Image Credit: SUBMITTED/Chris George
August 14, 2018 - 12:09 PM

 


OPINION


The global food system is amazing. We have created a process that can put enormous diversity of food onto any plate in our province, assuming the plate will be sliding in front of someone who can afford to pay. 

Do you want lamb with fresh mango chutney? A trip to the grocer and a couple of hours in the kitchen will do it. Do you want zucchini in January? Simplicity itself as the summer squash is now a staple of produce departments across our province.

The system has transcended both time and place but at a cost. I think we need to have a hard look at what we eat and go back to eating a seasonal diet.

This is the first year that our household has participated in a CSA box program. In exchange for a one-time payment in early spring we are treated to a diverse and tasty box of produce each week over the 15 week season. Every single vegetable is fresh and in season. It travels from Golden Ears Farm in Chase to Sorrento, where I pick it up.

A huge benefit of eating seasonally is the low energy use inherent in local food. The energy used to grow organic veggies in Chase and transport them here was negligible when compared to what it takes to get the same product from California or Mexico. Transporting produce has some serious problems beyond the obvious pollution footprint. The rigours of the journey must be overcome and the primary method used by growers has been to grow only varieties that transport well.

Tomatoes are a good example of what has happened. In most grocery stores we are now down to a handful of varieties. All were chosen for their excellent storage and handling capabilities. Flavour and nutrition simply don't make the cut. Given that there are more than 15,000 known varieties of tomatoes out there including 3,000 heirloom varieties under cultivation, the loss of diversity and flavour is painful. Hence the joy even one tomato plant in a planter on a balcony can bring to a flavour starved human.

All of those flavours and textures are local to somewhere. The loss of diversity that has come with the industrial food system has led to the slow extirpation of thousands of local varieties of produce of every kind.

Plants that are well adapted to local growing conditions slowly develop their own vigour and taste.

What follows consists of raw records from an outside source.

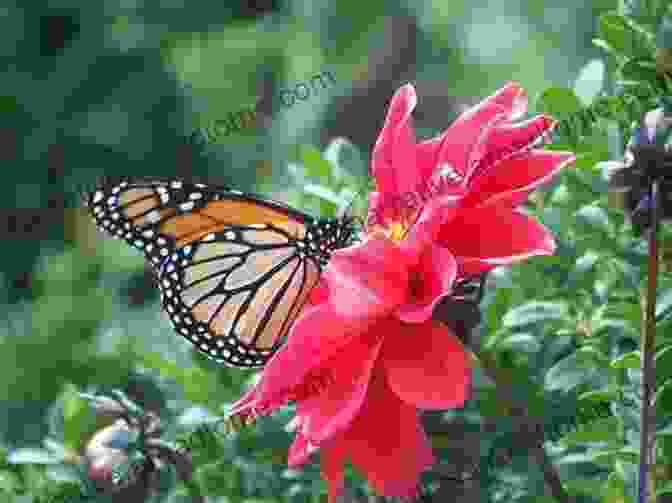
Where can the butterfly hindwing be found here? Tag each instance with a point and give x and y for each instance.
(234, 269)
(235, 293)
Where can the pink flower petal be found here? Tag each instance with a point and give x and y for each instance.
(511, 181)
(507, 140)
(332, 409)
(367, 280)
(386, 441)
(435, 273)
(316, 336)
(393, 157)
(494, 235)
(470, 128)
(433, 372)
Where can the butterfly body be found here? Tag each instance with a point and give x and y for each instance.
(234, 269)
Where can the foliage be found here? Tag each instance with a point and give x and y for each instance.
(564, 329)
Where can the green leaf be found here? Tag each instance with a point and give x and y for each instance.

Variety is not only the spice of life, variety leads to resilience. If everyone grows one variety of a plant and a bug, blight, or weather event wipes them out, that crop is lost.

Our food system is based on a few varieties of grains.

Corn, wheat, and soybeans have been developed over time to provide benefits to the financial aspects of the process. As we saw last spring in Kansas and are experiencing this year in Russia, unusual weather can play havoc with large quantities of these monocrops. Lack of diversity makes the system brittle. One stressor can ruin an entire crop. If thousands of varieties are in the ground it is far less likely that any one thing will take them all out.

The loss of diversity affects not only what is on our plate but what lives inside us.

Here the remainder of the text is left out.